Monday, December 22, 2008

Technological singularity - the trans-Pacific submarine cable

Submarine cables have to cross things like the Mariana Trench.

If you asked most people when the first submarine communications cable crossed the Pacific, I suspect most would guess sometime in the 1970s, as a replacement for satellite links.

They're much older than that ...
Submarine communications cable - Wikipedia, the free encyclopedia

The first attempt at laying a transatlantic telegraph cable was promoted by Cyrus West Field, who persuaded British industrialists to fund and lay one in 1858. However, the technology of the day was not capable of supporting the project, it was plagued with problems from the outset, and was in operation for only a month.
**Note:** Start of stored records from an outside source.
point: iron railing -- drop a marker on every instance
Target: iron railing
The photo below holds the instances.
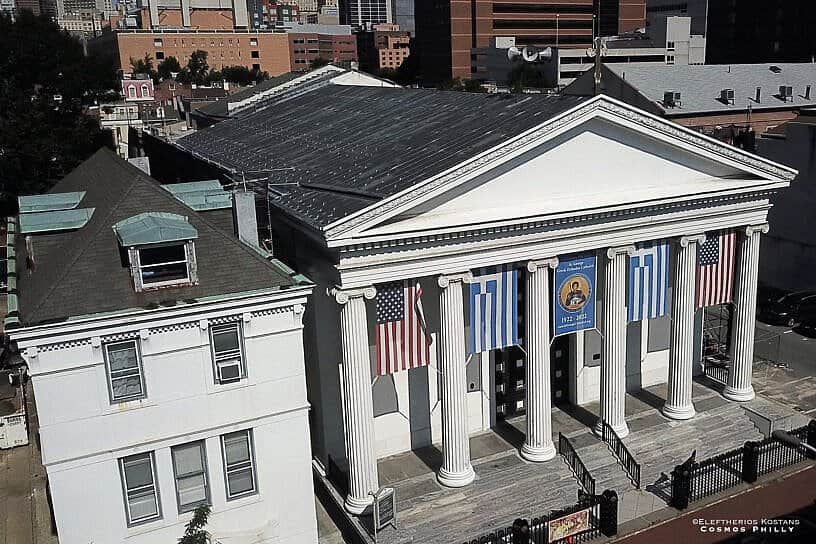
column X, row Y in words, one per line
column 601, row 518
column 619, row 449
column 691, row 481
column 716, row 474
column 567, row 451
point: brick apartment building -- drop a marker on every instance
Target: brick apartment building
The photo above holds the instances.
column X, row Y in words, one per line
column 165, row 31
column 384, row 47
column 448, row 30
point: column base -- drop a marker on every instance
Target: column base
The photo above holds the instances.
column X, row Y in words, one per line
column 357, row 506
column 456, row 479
column 621, row 430
column 537, row 454
column 679, row 412
column 739, row 395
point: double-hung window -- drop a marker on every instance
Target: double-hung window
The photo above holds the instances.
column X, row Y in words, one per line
column 227, row 352
column 239, row 464
column 141, row 492
column 190, row 471
column 124, row 368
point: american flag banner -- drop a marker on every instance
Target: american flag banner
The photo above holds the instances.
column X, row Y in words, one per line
column 494, row 310
column 715, row 269
column 402, row 340
column 649, row 281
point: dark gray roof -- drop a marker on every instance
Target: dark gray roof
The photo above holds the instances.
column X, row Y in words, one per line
column 336, row 149
column 81, row 272
column 219, row 108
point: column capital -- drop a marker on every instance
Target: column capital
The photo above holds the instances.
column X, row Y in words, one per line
column 762, row 228
column 446, row 279
column 686, row 241
column 342, row 296
column 534, row 266
column 613, row 252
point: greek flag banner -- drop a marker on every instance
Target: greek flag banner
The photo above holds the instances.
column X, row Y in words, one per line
column 574, row 295
column 649, row 281
column 494, row 310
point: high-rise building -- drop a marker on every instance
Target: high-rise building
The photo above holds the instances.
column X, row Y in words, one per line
column 362, row 12
column 449, row 30
column 752, row 31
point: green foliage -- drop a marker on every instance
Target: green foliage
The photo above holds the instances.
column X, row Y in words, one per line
column 319, row 62
column 169, row 66
column 194, row 532
column 197, row 67
column 46, row 84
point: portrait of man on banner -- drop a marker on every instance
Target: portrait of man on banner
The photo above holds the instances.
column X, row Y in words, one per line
column 574, row 295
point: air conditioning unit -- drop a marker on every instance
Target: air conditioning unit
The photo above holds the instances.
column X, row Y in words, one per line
column 671, row 99
column 785, row 92
column 229, row 370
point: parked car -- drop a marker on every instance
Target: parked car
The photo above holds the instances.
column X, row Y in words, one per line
column 789, row 309
column 807, row 326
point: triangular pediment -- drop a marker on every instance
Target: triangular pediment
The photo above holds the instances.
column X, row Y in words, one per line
column 598, row 162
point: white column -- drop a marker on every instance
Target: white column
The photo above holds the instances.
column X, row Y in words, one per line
column 456, row 469
column 358, row 406
column 681, row 347
column 538, row 445
column 739, row 386
column 613, row 354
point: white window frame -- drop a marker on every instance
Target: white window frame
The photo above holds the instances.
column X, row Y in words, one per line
column 189, row 251
column 240, row 353
column 109, row 375
column 204, row 472
column 152, row 488
column 239, row 467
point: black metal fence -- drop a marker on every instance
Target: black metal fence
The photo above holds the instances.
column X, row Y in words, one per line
column 567, row 451
column 691, row 481
column 619, row 449
column 716, row 369
column 591, row 517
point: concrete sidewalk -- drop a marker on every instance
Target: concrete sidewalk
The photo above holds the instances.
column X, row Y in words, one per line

Subsequent attempts in 1865 and 1866 with the world's largest steamship, the SS Great Eastern, used a more advanced technology and produced the first successful transatlantic cable...

... Submarine cable across the Pacific ... was completed in 1902–03, linking the US mainland to Hawaii in 1902 and Guam to the Philippines in 1903...
The American civil war, ended in 1865. Forty years later there was a telegraph cable across the Pacific.

It's hard for me to fathom how much the world was changing between 1845 and 1914. I suppose the closest thing today would have to be the rise of China, but that modern rise does not include any comparable technological transformations.

I don't imagine our Future Shock could compare to theirs.